A cantora portuguesa é uma das vozes convidadas em “Seasonal Shift”, belíssimo disco de Natal, mas com personalidade bem vincada e distante da mera revisitação dos paradigmas habituais da quadra, que os Calexico nos dão a escutar este ano. Texto: Nuno Galopim
Já havia canções de Natal, mas a edição de discos dedicados à quadra tornou-se uma tradição importante quando o LP entrou no quotidiano de muitas casas. Nos anos 50 foi inclusivamente um espaço importante de mercado, raros tendo sido os nomes maiores do firmamento da música popular a não ter passado, uma ou outra vez, pelo estúdio para gravar sobretudo versões de canções que se fizeram standards da quadra. Frank Sinatra, Elvis Presley, Peggy Lee, Doris Day, entre tantos outros, são exemplos a recordar. No final dos anos 60 o hábito foi-se perdendo, sendo recuperado anos mais tarde, nos anos 80, num mesmo natal que escutou os Wham! a cantar Last Christmas, em que víamos os Frankie Goes to Hollywood a usar iconografia da quadra no teledisco de The Power of Love, escutávamos Prince em Another Lonely Christmas e encontrávamos uma multidão de músicos, comandada por Bob Geldof e Midge Ure, a fazer de Do They Know It’s Christmas? o paradigma para uma nova etapa de relacionamento da cultura pop/rock com a recolha de fundos para grandes causas. Esse Natal, em 1984, foi uma exceção, embora não tenha representado a única ocasião em que, nos setentas e oitentas menos dedicados a estes trilhos, a quadra também teve expressão pop. Basta aí recordarmos, por exemplo, o momento (em 1978) no qual David Bowie se juntou a Bing Crosby para cantar Little Drummer Boy ou o dueto de Kirsty MacColl com os Pogues em Fairytale of New York, em 1987. Os anos 90 assistiriam a um mais frequente reencontro com este espaço de tradição. E, depois da viragem do milénio, tornou-se mesmo frequente vermos bandas e artistas em campos mais “alternativos” a gravar versões de standards ou a criar as suas canções de Natal. De Sufjan Stevens ou dos Low aos LCD Soundsystem ou The Knife, a tradição ganhou novo fôlego. E 2020 não escapa há regra. Há novos discos de Natal em cena. E um dos melhores da nova colheita é assinado pelos Calexico e tem Gisela João entre os convidados.

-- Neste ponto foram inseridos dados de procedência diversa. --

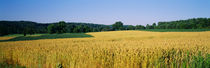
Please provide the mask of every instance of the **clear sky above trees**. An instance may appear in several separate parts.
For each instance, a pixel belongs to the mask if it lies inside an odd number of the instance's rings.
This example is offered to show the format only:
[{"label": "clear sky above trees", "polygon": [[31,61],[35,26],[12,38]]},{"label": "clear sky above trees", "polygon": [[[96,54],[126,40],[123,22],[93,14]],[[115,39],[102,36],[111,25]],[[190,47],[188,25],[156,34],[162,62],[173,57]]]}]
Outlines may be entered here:
[{"label": "clear sky above trees", "polygon": [[0,20],[111,25],[210,17],[210,0],[0,0]]}]

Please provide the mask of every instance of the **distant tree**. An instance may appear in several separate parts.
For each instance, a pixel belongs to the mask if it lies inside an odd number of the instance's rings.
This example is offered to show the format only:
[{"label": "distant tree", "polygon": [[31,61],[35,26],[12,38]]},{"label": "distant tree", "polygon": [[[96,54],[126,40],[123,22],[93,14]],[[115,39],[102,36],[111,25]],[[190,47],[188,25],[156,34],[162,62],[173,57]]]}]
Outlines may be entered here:
[{"label": "distant tree", "polygon": [[[80,26],[83,25],[83,26]],[[156,27],[155,27],[156,25]],[[34,26],[34,27],[32,27]],[[108,27],[107,27],[108,26]],[[30,28],[26,28],[30,27]],[[131,27],[131,28],[130,28]],[[81,29],[80,29],[81,28]],[[210,29],[210,18],[192,18],[187,20],[177,20],[169,22],[158,22],[151,25],[136,25],[135,29]],[[99,32],[111,30],[124,30],[128,26],[118,21],[113,25],[101,25],[91,23],[58,23],[46,24],[31,21],[0,21],[0,36],[8,34],[34,34],[34,33],[66,33],[66,32]],[[129,29],[133,29],[129,26]]]},{"label": "distant tree", "polygon": [[91,28],[89,26],[84,26],[83,29],[84,29],[84,33],[91,32]]},{"label": "distant tree", "polygon": [[57,24],[57,31],[56,33],[66,33],[67,29],[66,29],[66,22],[65,21],[60,21]]},{"label": "distant tree", "polygon": [[25,26],[24,29],[23,29],[23,35],[26,36],[27,34],[34,34],[35,33],[35,26],[34,25],[28,25],[28,26]]},{"label": "distant tree", "polygon": [[158,22],[159,29],[208,29],[208,18],[193,18],[170,22]]},{"label": "distant tree", "polygon": [[[158,22],[158,28],[159,29],[165,29],[165,27],[166,27],[166,22]],[[178,26],[179,27],[179,26]]]},{"label": "distant tree", "polygon": [[79,28],[78,27],[76,27],[76,28],[74,28],[73,29],[73,33],[79,33],[80,31],[79,31]]},{"label": "distant tree", "polygon": [[74,28],[73,32],[74,33],[84,33],[85,32],[84,25],[76,26],[76,28]]},{"label": "distant tree", "polygon": [[55,26],[55,24],[50,24],[50,25],[47,27],[47,29],[48,29],[48,33],[49,33],[49,34],[56,33],[56,26]]},{"label": "distant tree", "polygon": [[123,23],[121,21],[115,22],[115,24],[112,25],[112,28],[114,30],[123,30]]},{"label": "distant tree", "polygon": [[31,25],[31,26],[27,27],[26,28],[26,33],[30,34],[30,35],[35,34],[35,29],[34,28],[35,28],[34,25]]},{"label": "distant tree", "polygon": [[23,36],[26,36],[26,32],[23,32]]},{"label": "distant tree", "polygon": [[151,26],[149,24],[147,24],[146,29],[151,29]]},{"label": "distant tree", "polygon": [[206,29],[210,29],[210,18],[208,18]]},{"label": "distant tree", "polygon": [[110,31],[111,30],[111,27],[110,26],[106,26],[102,29],[102,31]]},{"label": "distant tree", "polygon": [[7,27],[0,24],[0,36],[8,35],[8,34],[9,33],[8,33],[8,30],[7,30]]},{"label": "distant tree", "polygon": [[133,25],[128,25],[127,30],[135,30],[135,26],[133,26]]},{"label": "distant tree", "polygon": [[27,28],[24,28],[24,30],[23,30],[23,36],[26,36],[27,33],[28,33],[28,29]]},{"label": "distant tree", "polygon": [[66,23],[64,21],[60,21],[55,24],[50,24],[48,27],[48,33],[53,34],[53,33],[66,33]]},{"label": "distant tree", "polygon": [[145,29],[145,27],[143,25],[136,25],[135,29]]},{"label": "distant tree", "polygon": [[92,30],[93,32],[98,32],[98,30],[96,29],[96,28],[93,28],[93,30]]},{"label": "distant tree", "polygon": [[156,23],[153,23],[152,24],[152,29],[156,29],[156,28],[157,28]]},{"label": "distant tree", "polygon": [[73,24],[69,24],[66,26],[66,28],[67,28],[68,33],[73,33],[73,30],[74,30],[74,28],[76,28],[76,26]]}]

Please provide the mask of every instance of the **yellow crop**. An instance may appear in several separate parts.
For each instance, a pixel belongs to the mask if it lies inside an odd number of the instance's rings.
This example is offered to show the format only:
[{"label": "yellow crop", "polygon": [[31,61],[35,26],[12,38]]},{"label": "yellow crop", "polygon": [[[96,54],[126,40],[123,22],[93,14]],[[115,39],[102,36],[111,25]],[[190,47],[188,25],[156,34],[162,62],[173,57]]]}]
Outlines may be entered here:
[{"label": "yellow crop", "polygon": [[0,62],[29,68],[168,68],[190,65],[199,52],[204,59],[210,54],[209,31],[87,34],[94,37],[0,42]]}]

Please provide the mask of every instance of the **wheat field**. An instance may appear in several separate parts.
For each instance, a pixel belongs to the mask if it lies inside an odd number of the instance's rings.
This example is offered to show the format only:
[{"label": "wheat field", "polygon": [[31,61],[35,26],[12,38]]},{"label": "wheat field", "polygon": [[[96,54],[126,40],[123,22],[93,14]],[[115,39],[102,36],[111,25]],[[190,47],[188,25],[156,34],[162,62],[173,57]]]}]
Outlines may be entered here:
[{"label": "wheat field", "polygon": [[210,66],[210,31],[109,31],[86,34],[93,37],[0,42],[0,62],[27,68]]}]

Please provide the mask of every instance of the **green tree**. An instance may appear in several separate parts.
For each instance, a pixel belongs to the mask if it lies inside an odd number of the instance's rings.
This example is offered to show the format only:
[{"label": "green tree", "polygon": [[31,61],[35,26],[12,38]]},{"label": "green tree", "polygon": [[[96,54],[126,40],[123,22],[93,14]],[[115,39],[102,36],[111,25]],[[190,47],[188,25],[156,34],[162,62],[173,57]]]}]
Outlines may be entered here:
[{"label": "green tree", "polygon": [[84,32],[90,32],[91,31],[89,26],[84,26],[83,29],[84,29]]},{"label": "green tree", "polygon": [[66,28],[67,28],[66,32],[72,33],[74,28],[76,28],[76,26],[72,25],[72,24],[69,24],[69,25],[66,26]]},{"label": "green tree", "polygon": [[0,36],[8,35],[8,34],[9,33],[8,33],[8,30],[7,30],[7,27],[0,24]]},{"label": "green tree", "polygon": [[128,28],[127,28],[127,30],[135,30],[135,26],[129,25]]},{"label": "green tree", "polygon": [[151,29],[151,26],[149,24],[147,24],[146,29]]},{"label": "green tree", "polygon": [[29,25],[29,26],[26,26],[24,27],[23,29],[23,35],[26,36],[26,34],[34,34],[35,33],[35,26],[34,25]]},{"label": "green tree", "polygon": [[76,26],[76,28],[74,28],[73,32],[74,33],[84,33],[86,31],[85,28],[88,28],[88,27],[85,27],[84,25],[78,25],[78,26]]},{"label": "green tree", "polygon": [[66,33],[66,22],[60,21],[55,24],[50,24],[48,27],[48,33],[53,34],[53,33]]},{"label": "green tree", "polygon": [[29,33],[29,27],[25,27],[23,30],[23,36],[26,36]]},{"label": "green tree", "polygon": [[113,30],[123,30],[123,23],[121,21],[115,22],[115,24],[112,25]]},{"label": "green tree", "polygon": [[67,29],[66,29],[66,22],[65,21],[60,21],[57,24],[57,31],[56,33],[66,33]]},{"label": "green tree", "polygon": [[111,30],[110,26],[106,26],[102,29],[102,31],[110,31],[110,30]]},{"label": "green tree", "polygon": [[56,26],[55,26],[55,24],[50,24],[50,25],[47,27],[47,29],[48,29],[48,33],[49,33],[49,34],[56,33]]},{"label": "green tree", "polygon": [[157,28],[156,23],[153,23],[152,24],[152,29],[156,29],[156,28]]},{"label": "green tree", "polygon": [[143,26],[143,25],[136,25],[136,28],[135,28],[136,30],[137,29],[145,29],[145,27]]}]

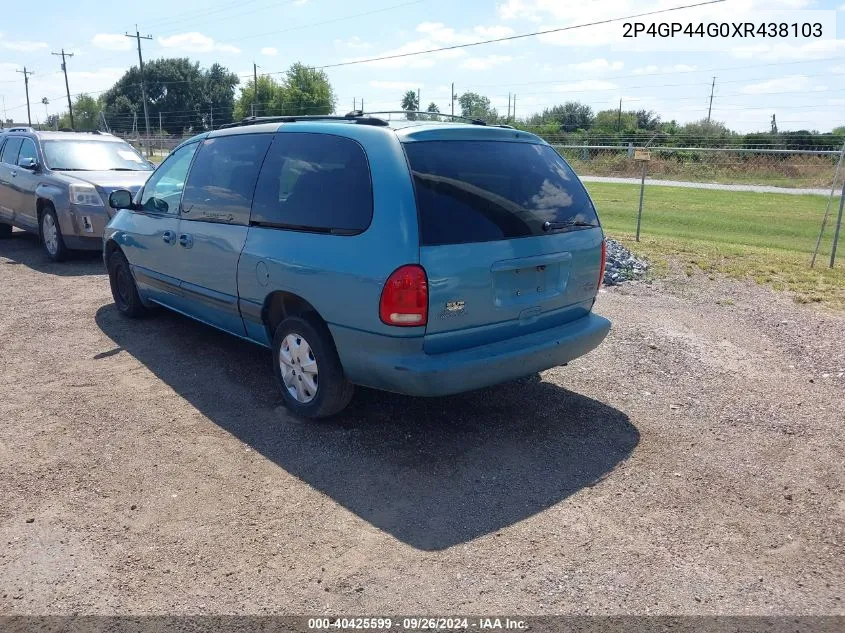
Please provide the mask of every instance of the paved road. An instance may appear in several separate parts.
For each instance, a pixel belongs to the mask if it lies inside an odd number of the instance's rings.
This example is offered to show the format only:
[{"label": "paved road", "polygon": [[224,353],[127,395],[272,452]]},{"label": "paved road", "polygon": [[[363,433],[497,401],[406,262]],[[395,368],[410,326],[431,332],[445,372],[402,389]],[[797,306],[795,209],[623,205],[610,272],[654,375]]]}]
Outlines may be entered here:
[{"label": "paved road", "polygon": [[[620,184],[638,185],[639,178],[614,178],[612,176],[581,176],[584,182],[614,182]],[[658,187],[686,187],[688,189],[717,189],[719,191],[755,191],[757,193],[786,193],[793,196],[814,195],[829,196],[830,189],[797,189],[792,187],[771,187],[769,185],[725,185],[715,182],[685,182],[683,180],[647,180],[649,186]]]}]

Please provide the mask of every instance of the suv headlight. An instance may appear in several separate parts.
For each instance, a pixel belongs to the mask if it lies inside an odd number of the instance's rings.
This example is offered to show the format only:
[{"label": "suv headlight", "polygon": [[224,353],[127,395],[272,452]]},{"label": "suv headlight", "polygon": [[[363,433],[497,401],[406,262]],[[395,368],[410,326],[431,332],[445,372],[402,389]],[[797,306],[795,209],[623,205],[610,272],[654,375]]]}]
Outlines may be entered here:
[{"label": "suv headlight", "polygon": [[94,185],[86,183],[73,184],[70,186],[70,202],[84,207],[105,207],[103,199],[97,193]]}]

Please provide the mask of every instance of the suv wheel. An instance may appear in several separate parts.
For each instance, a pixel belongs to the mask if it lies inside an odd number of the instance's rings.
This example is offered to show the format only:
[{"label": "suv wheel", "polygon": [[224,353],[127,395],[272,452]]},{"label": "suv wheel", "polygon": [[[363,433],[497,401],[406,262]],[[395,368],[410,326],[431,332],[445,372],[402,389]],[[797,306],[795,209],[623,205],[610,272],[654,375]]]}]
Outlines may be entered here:
[{"label": "suv wheel", "polygon": [[354,387],[343,374],[329,329],[317,317],[286,318],[273,337],[273,368],[285,405],[306,418],[343,410]]},{"label": "suv wheel", "polygon": [[44,208],[41,214],[41,243],[44,245],[44,252],[54,262],[60,262],[67,257],[67,247],[62,239],[62,230],[59,228],[59,218],[52,205]]},{"label": "suv wheel", "polygon": [[12,225],[3,224],[0,222],[0,237],[10,237],[12,235]]},{"label": "suv wheel", "polygon": [[107,266],[111,294],[120,313],[130,319],[136,319],[146,314],[147,309],[141,303],[138,286],[135,285],[135,279],[132,277],[132,271],[129,270],[129,262],[126,261],[126,256],[120,251],[114,251],[109,255]]}]

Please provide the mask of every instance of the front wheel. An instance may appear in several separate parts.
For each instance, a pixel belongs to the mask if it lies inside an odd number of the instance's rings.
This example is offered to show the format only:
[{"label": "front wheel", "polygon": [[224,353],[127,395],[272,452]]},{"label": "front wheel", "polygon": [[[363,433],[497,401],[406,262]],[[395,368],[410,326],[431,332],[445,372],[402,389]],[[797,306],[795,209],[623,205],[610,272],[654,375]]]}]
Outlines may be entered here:
[{"label": "front wheel", "polygon": [[130,319],[144,316],[147,309],[141,303],[138,286],[135,285],[135,279],[132,277],[132,271],[129,270],[129,262],[126,261],[126,256],[116,250],[109,255],[107,265],[111,294],[114,297],[114,304],[117,309],[122,315]]},{"label": "front wheel", "polygon": [[12,225],[0,222],[0,238],[12,236]]},{"label": "front wheel", "polygon": [[354,387],[324,323],[310,315],[291,316],[276,328],[273,367],[285,406],[306,418],[325,418],[342,411]]},{"label": "front wheel", "polygon": [[48,205],[41,214],[41,243],[44,245],[44,252],[54,262],[60,262],[67,258],[68,249],[62,238],[62,230],[59,227],[59,218],[52,205]]}]

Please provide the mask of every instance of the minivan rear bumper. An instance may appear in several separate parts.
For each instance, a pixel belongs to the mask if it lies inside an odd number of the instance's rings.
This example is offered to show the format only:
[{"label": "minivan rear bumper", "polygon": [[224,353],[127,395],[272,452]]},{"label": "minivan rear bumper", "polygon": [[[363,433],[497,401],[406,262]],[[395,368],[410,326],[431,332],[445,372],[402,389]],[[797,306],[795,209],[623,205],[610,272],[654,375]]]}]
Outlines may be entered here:
[{"label": "minivan rear bumper", "polygon": [[610,321],[590,313],[556,328],[445,354],[426,354],[421,338],[330,329],[353,383],[409,396],[445,396],[564,365],[598,347]]}]

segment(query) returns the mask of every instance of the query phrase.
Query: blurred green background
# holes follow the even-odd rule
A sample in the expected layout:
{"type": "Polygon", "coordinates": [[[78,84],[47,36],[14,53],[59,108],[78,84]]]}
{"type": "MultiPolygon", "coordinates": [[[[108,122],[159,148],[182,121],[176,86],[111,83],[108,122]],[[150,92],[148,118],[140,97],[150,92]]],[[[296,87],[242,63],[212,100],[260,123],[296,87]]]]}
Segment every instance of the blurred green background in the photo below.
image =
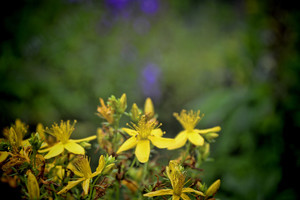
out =
{"type": "Polygon", "coordinates": [[[167,136],[173,112],[220,125],[223,200],[299,199],[300,13],[292,1],[22,0],[1,6],[0,127],[16,118],[100,126],[99,97],[150,96],[167,136]]]}

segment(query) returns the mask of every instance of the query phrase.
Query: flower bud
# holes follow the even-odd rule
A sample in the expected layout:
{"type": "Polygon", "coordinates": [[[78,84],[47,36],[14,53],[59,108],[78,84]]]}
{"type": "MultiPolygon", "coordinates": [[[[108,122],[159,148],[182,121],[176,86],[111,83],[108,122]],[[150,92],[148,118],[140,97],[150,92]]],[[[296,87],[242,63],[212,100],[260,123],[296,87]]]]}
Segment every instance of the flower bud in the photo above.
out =
{"type": "Polygon", "coordinates": [[[122,185],[125,185],[131,192],[136,192],[138,190],[138,185],[135,181],[122,180],[122,185]]]}
{"type": "Polygon", "coordinates": [[[28,179],[27,179],[27,189],[29,199],[39,199],[40,198],[40,188],[39,184],[36,180],[36,177],[29,170],[27,171],[28,179]]]}
{"type": "Polygon", "coordinates": [[[208,141],[213,141],[215,138],[219,137],[219,134],[218,133],[207,133],[207,134],[204,134],[204,137],[208,141]]]}
{"type": "Polygon", "coordinates": [[[214,196],[218,189],[220,188],[221,181],[220,179],[216,180],[213,184],[209,186],[209,188],[206,190],[205,195],[207,197],[214,196]]]}
{"type": "Polygon", "coordinates": [[[120,98],[120,110],[124,112],[126,108],[127,108],[127,97],[126,94],[124,93],[120,98]]]}
{"type": "Polygon", "coordinates": [[[2,163],[6,158],[8,157],[8,152],[6,151],[0,151],[0,163],[2,163]]]}
{"type": "Polygon", "coordinates": [[[86,141],[83,141],[83,142],[80,142],[80,145],[83,147],[83,148],[90,148],[92,145],[89,143],[89,142],[86,142],[86,141]]]}
{"type": "Polygon", "coordinates": [[[111,171],[114,169],[114,167],[115,167],[115,164],[114,164],[114,163],[111,163],[111,164],[107,165],[107,166],[103,169],[102,174],[103,174],[103,175],[110,174],[111,171]]]}
{"type": "Polygon", "coordinates": [[[131,120],[134,122],[139,121],[140,114],[141,114],[141,112],[140,112],[138,106],[136,105],[136,103],[134,103],[131,108],[131,120]]]}
{"type": "Polygon", "coordinates": [[[210,144],[205,143],[203,146],[203,153],[202,153],[203,159],[206,160],[206,158],[208,158],[209,154],[210,154],[210,144]]]}
{"type": "Polygon", "coordinates": [[[144,112],[145,112],[145,115],[149,118],[152,118],[154,116],[153,102],[149,97],[145,101],[144,112]]]}

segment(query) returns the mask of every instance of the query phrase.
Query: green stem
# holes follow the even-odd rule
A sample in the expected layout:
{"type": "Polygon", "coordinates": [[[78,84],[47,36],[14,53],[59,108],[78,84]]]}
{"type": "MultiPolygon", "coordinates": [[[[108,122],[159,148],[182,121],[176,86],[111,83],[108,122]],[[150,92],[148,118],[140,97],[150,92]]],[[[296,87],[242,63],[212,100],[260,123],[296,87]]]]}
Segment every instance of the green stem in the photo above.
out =
{"type": "Polygon", "coordinates": [[[148,174],[148,162],[146,162],[144,164],[144,169],[143,169],[143,182],[145,182],[145,178],[147,177],[147,174],[148,174]]]}
{"type": "Polygon", "coordinates": [[[184,156],[182,158],[182,164],[184,163],[186,157],[190,154],[190,150],[191,150],[191,143],[188,142],[187,145],[186,145],[184,156]]]}
{"type": "Polygon", "coordinates": [[[93,194],[94,194],[94,186],[95,186],[95,184],[97,183],[97,181],[98,181],[98,179],[100,178],[100,176],[101,176],[101,174],[99,174],[98,176],[97,176],[97,178],[93,181],[93,183],[91,184],[91,190],[90,190],[90,194],[89,194],[89,200],[91,200],[92,199],[92,197],[93,197],[93,194]]]}
{"type": "Polygon", "coordinates": [[[134,166],[134,164],[136,163],[136,160],[137,160],[137,158],[136,158],[136,156],[134,156],[134,159],[133,159],[129,169],[131,169],[134,166]]]}
{"type": "Polygon", "coordinates": [[[119,200],[120,199],[120,184],[118,181],[116,181],[117,184],[116,184],[116,200],[119,200]]]}

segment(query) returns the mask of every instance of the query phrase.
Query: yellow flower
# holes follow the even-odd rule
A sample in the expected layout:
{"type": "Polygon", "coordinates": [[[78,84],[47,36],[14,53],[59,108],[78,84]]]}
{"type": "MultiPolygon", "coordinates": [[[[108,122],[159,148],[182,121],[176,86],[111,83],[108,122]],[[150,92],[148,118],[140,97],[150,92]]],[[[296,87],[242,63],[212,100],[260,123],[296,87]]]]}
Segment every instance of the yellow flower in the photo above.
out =
{"type": "Polygon", "coordinates": [[[158,148],[167,148],[174,142],[174,139],[161,137],[164,133],[158,128],[157,121],[147,121],[145,116],[141,117],[137,125],[132,124],[132,126],[132,129],[122,128],[131,137],[120,146],[117,154],[136,147],[137,159],[145,163],[149,160],[150,141],[158,148]]]}
{"type": "Polygon", "coordinates": [[[218,132],[221,130],[220,126],[202,130],[195,129],[196,125],[203,117],[203,115],[200,117],[200,110],[197,112],[190,110],[188,113],[186,110],[182,110],[180,115],[174,113],[174,116],[183,126],[184,131],[181,131],[175,137],[175,143],[168,147],[169,150],[182,147],[187,140],[196,146],[202,146],[204,144],[204,138],[200,134],[218,132]]]}
{"type": "Polygon", "coordinates": [[[39,150],[40,153],[48,152],[45,155],[45,159],[58,156],[64,151],[64,149],[74,154],[85,154],[84,148],[77,143],[94,140],[97,136],[90,136],[79,140],[69,139],[74,131],[75,123],[76,120],[73,125],[70,125],[70,121],[68,120],[67,122],[61,121],[60,126],[57,124],[52,125],[52,128],[48,131],[48,133],[56,137],[59,142],[49,148],[39,150]]]}
{"type": "Polygon", "coordinates": [[[98,106],[97,111],[99,112],[98,115],[110,124],[114,123],[114,110],[110,105],[106,106],[104,100],[100,98],[101,106],[98,106]]]}
{"type": "Polygon", "coordinates": [[[27,147],[30,145],[29,139],[23,140],[27,133],[27,128],[28,127],[21,122],[21,120],[17,119],[14,125],[3,130],[3,135],[8,139],[12,147],[12,152],[16,153],[20,151],[20,147],[27,147]]]}
{"type": "Polygon", "coordinates": [[[94,173],[92,173],[88,158],[86,156],[78,156],[78,158],[75,159],[75,161],[73,161],[69,166],[69,168],[74,172],[75,175],[79,176],[80,178],[75,181],[69,181],[68,185],[60,190],[57,194],[65,193],[81,182],[84,195],[88,194],[91,179],[101,174],[104,167],[105,160],[103,155],[100,156],[98,167],[94,173]]]}
{"type": "Polygon", "coordinates": [[[36,180],[36,177],[33,173],[28,170],[27,171],[28,179],[27,179],[27,189],[29,199],[39,199],[40,198],[40,187],[36,180]]]}
{"type": "Polygon", "coordinates": [[[189,196],[185,193],[196,193],[197,195],[204,196],[200,191],[194,190],[193,188],[184,188],[185,176],[182,173],[182,167],[176,162],[171,160],[169,166],[166,167],[167,176],[170,179],[173,189],[161,189],[154,192],[144,194],[145,197],[172,195],[173,200],[190,200],[189,196]]]}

Tem por título Season Shift e, desde logo fica claro que este é mais um espaço de reflexão sobre o espírito da “saison” do que uma mera expressão de antigas tradições. Tal como tem acontecido em vários discos de Natal, o alinhamento tanto junta versões como originais. Mas nas versões a coisa aponta a visões nascidas para além dos “habituais” standards mais clássicos. Estão por isso aqui novas abordagens a Happy Xmas (War Is Over) de John Lennon e Yoko Ono e Christmas All Over Again de Tom Petty, assim como Mi Burrito Sabanero, do venezuelano Hugo Blanco. E depois há colaborações como as que se escutam com Bombino em Heart of Downtown, com Camilo Lara (a alma do projeto Mexican Institute of Sound) em Sonoran Snoball ou com Gisela João em Tanta Tristeza. A identidade multicultural, marcada pela geografia do sul do Arizona (com o México ali perto) da dupla que há muito junta Joey Burns and John Convertino, habita estas expressões menos canónicas, mas sempre honestas e verdadeiras, de um imaginário natalício que assim não esconde o “onde” do lugar onde as canções nascem mas também o “quando” todas elas ganharam forma. E entre as mensagens de Natal, em várias línguas (português inclusive) e de diferentes origens, que escutamos numa segunda abordagem a Mi Burrito Sabanero que encerra o alinhamento, há uma voz que deseja a todos que o ano que vem seja melhor do que este… De forma clara, fica assim fixada a origem de uma vontade de celebração que não esconde o cenário difícil em viveremos todos este Natal.
“Season Shift”, dos Calexico, está disponível em CD, LP e nas plataformas digitais, numa edição da City Slang.